De son côté, +L’Opinion+ souligne que la résolution 2351 adoptée par le Conseil de sécurité de l’Organisation des Nations Unies (ONU) à l’unanimité, relative à la question du Sahara marocain « marque un tournant dans le traitement de cette affaire par l’instance onusienne ».

Il y a, bien sûr, le retrait des mercenaires du polisario de Gurgarate, contraints et forcés.

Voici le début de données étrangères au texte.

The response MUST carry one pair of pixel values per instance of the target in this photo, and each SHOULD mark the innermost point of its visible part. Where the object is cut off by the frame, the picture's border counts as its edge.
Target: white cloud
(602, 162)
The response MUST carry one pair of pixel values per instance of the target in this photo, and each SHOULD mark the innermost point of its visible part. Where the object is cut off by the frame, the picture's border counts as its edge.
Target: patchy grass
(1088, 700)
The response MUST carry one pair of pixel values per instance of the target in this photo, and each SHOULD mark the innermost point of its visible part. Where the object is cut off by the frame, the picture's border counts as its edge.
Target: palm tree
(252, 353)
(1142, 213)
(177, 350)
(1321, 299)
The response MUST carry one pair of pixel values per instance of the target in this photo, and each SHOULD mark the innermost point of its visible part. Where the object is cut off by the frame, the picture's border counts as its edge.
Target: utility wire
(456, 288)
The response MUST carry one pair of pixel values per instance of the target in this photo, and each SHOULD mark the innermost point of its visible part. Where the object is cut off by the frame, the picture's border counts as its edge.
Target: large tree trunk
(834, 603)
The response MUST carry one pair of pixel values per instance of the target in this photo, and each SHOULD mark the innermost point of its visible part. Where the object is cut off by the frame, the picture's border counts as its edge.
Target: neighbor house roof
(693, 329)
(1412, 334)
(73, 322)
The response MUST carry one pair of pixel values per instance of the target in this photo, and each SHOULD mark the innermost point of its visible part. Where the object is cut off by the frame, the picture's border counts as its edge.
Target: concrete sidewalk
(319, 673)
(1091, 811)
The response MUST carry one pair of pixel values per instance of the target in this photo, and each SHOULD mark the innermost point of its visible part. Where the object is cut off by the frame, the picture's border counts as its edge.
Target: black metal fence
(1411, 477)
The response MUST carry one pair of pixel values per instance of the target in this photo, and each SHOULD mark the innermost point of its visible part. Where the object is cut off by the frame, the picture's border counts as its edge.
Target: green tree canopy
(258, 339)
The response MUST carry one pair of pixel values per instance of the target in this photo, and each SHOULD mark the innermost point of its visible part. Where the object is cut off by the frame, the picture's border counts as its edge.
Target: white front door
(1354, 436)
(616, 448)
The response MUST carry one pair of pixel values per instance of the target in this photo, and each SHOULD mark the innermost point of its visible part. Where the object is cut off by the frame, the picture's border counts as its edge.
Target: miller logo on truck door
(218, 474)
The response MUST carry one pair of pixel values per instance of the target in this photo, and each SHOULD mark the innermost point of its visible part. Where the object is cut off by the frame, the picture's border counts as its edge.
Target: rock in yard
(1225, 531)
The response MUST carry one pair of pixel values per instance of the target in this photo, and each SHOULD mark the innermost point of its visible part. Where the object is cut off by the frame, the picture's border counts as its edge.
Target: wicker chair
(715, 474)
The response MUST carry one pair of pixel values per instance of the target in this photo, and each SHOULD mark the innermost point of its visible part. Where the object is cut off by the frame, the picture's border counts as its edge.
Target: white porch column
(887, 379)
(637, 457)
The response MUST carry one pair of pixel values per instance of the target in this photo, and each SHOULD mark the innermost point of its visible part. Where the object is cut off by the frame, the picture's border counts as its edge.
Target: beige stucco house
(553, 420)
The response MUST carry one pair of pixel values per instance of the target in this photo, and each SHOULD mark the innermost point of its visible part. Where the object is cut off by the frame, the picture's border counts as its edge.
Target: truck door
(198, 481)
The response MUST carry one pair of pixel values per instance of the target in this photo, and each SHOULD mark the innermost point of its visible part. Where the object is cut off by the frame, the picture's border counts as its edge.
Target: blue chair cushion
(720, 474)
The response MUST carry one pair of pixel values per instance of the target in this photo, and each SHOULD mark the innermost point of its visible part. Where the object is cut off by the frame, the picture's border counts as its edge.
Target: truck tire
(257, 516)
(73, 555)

Le mythe de « zone libérée », claironné sur les médias algériens et polisariens paraît aux yeux de tous pour ce qu’il est réellement : un simple mirage, comente-t-il.

Evoquant le 1er mai, la fête internationale des travailleurs, +Bayane Al Yaoum+ indique que c’est une journée de luttes en faveur des droits, pour régénérer la mobilisation syndicale, réaliser la justice sociale et garantir une vie digne au peuple.

« On ne peut accomplir de progrès, ni consolider une démocratie dans le pays, sans accorder d’attention aux travailleurs et améliorer leurs conditions matérielles et sociales », explique le quotidien.

+Rissalate Al Oumma+ écrit que la fête du Travail intervient cette année dans une conjoncture politique très sensible qui exige sans doute de faire preuve de « responsabilité » et d’ « esprit politique équitable », étant donné qu’un nouveau gouvernement vient d’être constitué après une période « blanche » durant laquelle des syndicats avaient à maintes reprises exprimé leur inquiétude au sujet du dialogue social.

De ce fait, l’attention sera concentrée sur ce que pourrait faire ce nouveau gouvernement pour répondre aux attentes de la classe laborieuse, relève-t-il.

+Assabah+ avance que la majorité des travailleurs marocains qui fêtent le 1er mai ont perdu la confiance dans les syndicats et leurs dirigeants, après que certaines centrales syndicales se sont transformées en des « fermes où poussent la rente et la corruption syndicale ».

Le journal fustige l’attitude des syndicats, en affirmant qu’ils se contentent de réclamer l’ouverture d’un dialogue social sérieux et responsable avec le gouvernement et la mise en œuvre des accords passés avec les gouvernements précédents.

Quant à +Libération+, il écrit que la classe ouvrière marocaine fête aujourd’hui le 1er mai dans un contexte national marqué par la constitution d’un nouveau gouvernement et par le retard pris pour l’adoption de la loi de Finances de l’année en cours.

Force est de constater que la réunion en début de semaine du chef de gouvernement, Saad-Eddine El Othmani, avec les représentants de la CDT, la FDT, l’UNTM, l’UGTM et l’UMT, a mis fin au climat de méfiance et de confrontation qui régnait durant le mandat de l’ancien Exécutif, estime la publication.